Stai Zitta by Michela Murgia Review

Published by Elena Feresin on

Stai Zitta by Michela Murgia Review

Stai Zitta Michela Murgia

A month has gone by after International Women’s Day and I once again talk about books and women. This time, I won’t travel back to the past, but consider a recently published Italian book.

In my blog post on the essay “Dalla parte delle bambine” (On the Girl’s side), published in 1973, I compared my upbringing to the one described in the book and I wondered whether society and women’s lives were really changed. I was positive for the future but quite pessimistic about the present.

What is Stai Zitta all about?

If I ever had any doubt left, the book Stai ZItta (Shut up) by Italian author and activist Michela Murgia was the right occasion to settle them all.
Things have not changed, at least here in Italy, they are even worse.

If, in the 70s, violence against women was most blatant, in 2021 everything has been taken to a psychological level. Before, women were forced to be housewives, had no money, and were sold like stuff from father to husband. Now women are only apparently free. We remain prisoners of a sexist culture that we could compare to a leash. The rope is so long that we almost feel free. But sooner or later we’ll be reminded that we’re not free and we should stay where we belong. In the kitchen, with our mouths shut.

Of all the things women can do, to talk is still the most revolutionary.” Quotes the back cover of “Stai Zitta” and it is precisely on a sexist lexicon that Murgia focuses. The result is a collection of nine phrases that “We never want to hear again”.
Women are everywhere! Women are women’s worst enemy. Men get discriminated too. You’re a cougar. You’re such a blond.

I would add something to Murgia’s subtitle. These are also the phrases that I don’t want to say ever again.

That’s the harsh truth of Stai Zitta.

We’re more than used to male’s weird and insulting words. What still pisses me off is that sexist culture is so deep and sneaky that it slithers in women’s words too. I don’t think I’m less than a man. I was never desperate for attention. I think I’m also quite smart, but somehow, I always tend to feel in competition with other women. I’m not able to rationalize what I feel. Is not like there’s an award or something. Yet, every day, women wake up knowing that they are supposed to be better than other women, thinner, prettier, smarter, more of a mother, more of a saint more of a slut.

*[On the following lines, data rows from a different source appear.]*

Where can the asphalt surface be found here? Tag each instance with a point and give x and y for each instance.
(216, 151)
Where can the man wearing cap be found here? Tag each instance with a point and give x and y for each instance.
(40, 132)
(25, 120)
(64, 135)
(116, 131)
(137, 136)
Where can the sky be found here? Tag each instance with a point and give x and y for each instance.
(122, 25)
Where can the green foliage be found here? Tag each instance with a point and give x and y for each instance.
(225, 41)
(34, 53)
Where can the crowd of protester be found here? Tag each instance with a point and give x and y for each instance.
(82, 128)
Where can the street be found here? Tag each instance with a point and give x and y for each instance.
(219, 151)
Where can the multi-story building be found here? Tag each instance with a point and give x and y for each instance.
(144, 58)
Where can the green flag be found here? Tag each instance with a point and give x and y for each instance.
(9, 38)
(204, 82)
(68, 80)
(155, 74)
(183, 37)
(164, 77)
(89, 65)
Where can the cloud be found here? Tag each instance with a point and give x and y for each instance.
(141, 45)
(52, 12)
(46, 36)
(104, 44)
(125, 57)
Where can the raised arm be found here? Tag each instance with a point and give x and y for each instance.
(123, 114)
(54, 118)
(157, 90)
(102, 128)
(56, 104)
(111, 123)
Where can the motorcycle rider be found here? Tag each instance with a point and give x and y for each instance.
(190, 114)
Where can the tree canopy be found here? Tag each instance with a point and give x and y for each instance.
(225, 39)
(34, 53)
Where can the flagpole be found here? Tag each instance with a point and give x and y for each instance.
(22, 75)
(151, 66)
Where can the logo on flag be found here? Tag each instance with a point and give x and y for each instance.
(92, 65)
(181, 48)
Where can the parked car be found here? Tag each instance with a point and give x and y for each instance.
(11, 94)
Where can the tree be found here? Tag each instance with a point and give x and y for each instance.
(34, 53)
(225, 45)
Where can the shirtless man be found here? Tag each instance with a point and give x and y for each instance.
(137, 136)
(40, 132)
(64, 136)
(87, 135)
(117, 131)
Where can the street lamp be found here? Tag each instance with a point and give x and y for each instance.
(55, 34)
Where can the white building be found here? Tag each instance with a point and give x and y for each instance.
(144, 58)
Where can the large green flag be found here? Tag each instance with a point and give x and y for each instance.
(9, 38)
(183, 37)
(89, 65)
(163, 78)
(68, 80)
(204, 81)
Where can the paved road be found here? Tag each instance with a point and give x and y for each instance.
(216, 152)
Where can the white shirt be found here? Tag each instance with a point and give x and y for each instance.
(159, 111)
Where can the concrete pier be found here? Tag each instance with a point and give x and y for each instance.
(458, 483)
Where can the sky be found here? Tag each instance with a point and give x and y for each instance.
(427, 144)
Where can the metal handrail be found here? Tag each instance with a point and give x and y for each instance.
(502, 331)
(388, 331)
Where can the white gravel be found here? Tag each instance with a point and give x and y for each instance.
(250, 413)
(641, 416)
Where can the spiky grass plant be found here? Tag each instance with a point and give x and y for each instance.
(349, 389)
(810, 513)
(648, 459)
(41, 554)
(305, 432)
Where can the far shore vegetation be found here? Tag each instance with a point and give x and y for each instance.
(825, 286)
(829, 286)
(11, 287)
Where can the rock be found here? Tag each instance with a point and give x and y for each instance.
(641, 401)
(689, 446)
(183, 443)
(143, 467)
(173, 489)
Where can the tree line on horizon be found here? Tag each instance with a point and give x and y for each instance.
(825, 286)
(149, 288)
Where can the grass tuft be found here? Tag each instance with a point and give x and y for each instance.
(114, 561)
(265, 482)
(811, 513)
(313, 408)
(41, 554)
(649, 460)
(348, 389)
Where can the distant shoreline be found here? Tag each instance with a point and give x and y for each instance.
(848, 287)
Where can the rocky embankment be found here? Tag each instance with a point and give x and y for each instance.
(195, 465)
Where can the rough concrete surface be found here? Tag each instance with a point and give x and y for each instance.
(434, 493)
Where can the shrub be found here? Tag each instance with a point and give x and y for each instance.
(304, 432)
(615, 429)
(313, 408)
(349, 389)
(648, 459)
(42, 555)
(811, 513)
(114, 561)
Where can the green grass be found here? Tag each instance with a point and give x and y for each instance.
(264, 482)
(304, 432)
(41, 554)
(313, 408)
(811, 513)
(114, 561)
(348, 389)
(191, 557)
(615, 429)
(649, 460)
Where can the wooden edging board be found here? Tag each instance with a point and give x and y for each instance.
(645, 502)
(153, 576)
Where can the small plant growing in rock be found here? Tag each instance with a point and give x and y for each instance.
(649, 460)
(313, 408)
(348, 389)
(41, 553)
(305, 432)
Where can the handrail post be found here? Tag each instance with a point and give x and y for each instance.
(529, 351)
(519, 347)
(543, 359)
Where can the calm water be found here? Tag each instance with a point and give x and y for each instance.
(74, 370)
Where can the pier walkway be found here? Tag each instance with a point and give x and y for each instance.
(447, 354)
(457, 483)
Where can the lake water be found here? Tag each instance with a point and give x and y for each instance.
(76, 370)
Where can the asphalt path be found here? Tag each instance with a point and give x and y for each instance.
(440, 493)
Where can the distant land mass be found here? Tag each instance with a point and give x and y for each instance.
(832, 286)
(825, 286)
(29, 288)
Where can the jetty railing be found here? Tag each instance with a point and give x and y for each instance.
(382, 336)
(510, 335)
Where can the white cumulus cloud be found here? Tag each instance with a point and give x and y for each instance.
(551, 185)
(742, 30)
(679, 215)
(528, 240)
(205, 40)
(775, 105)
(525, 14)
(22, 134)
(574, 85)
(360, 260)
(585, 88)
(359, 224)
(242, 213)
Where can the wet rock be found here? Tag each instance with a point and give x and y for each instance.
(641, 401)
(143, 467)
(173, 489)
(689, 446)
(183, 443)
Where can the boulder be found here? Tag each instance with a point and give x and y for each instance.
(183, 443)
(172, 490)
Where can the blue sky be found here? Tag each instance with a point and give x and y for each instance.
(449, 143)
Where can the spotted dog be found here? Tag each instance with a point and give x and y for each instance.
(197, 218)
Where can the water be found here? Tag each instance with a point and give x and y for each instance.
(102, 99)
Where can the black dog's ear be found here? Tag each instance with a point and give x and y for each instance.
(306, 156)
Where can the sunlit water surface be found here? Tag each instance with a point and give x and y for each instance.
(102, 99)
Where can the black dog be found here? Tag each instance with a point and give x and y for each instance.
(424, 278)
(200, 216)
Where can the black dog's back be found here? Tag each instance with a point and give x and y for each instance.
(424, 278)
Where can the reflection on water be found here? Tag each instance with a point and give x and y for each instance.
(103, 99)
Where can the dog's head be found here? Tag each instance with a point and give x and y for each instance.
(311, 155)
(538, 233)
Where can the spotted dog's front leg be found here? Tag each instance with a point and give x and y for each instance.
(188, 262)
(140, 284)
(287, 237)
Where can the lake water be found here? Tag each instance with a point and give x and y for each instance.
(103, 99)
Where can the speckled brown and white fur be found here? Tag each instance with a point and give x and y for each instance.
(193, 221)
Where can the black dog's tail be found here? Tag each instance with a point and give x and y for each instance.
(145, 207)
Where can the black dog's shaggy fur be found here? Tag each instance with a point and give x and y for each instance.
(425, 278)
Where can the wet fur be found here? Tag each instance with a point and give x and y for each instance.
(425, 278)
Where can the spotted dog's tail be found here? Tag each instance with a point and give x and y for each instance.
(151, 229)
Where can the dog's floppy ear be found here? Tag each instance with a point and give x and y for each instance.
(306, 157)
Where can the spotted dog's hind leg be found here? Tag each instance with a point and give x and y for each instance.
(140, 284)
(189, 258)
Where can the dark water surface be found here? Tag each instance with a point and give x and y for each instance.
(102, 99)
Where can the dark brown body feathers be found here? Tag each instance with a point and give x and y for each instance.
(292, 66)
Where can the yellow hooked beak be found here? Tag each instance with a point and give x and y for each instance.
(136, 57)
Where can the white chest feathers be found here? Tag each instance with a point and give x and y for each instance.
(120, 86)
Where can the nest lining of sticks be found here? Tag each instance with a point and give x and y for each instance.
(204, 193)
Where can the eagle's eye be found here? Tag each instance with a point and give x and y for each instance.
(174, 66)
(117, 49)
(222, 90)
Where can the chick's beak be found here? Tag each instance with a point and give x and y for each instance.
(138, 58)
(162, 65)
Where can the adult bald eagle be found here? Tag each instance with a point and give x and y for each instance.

“[…] to subdue a woman, it takes two. One is not enough. If the sexist culture wants to dominate females it needs to convince two-thirds of the women that they are given a privilege that is denied to others. Whenever feminism was successful, it organized in a way that broke that ratio.

My opinion on Stai Zitta

If every book is a gift, I’d like to (virtually) donate this one to all my friends, to help them focus their attention on another shade of reality that we need to change.

There’s another person I’d like to read this book to: my boyfriend Stefano. It is useless to think of a utopia (or is it a dystopia) where men don’t exist. It’s more important to make men understand which the right path is to follow. The final goal should be appealing to any decent man. We want a society where women are not permanently afraid, and men are not unintentional tyrants.

This is a short book that has the power to shake us and wake us up.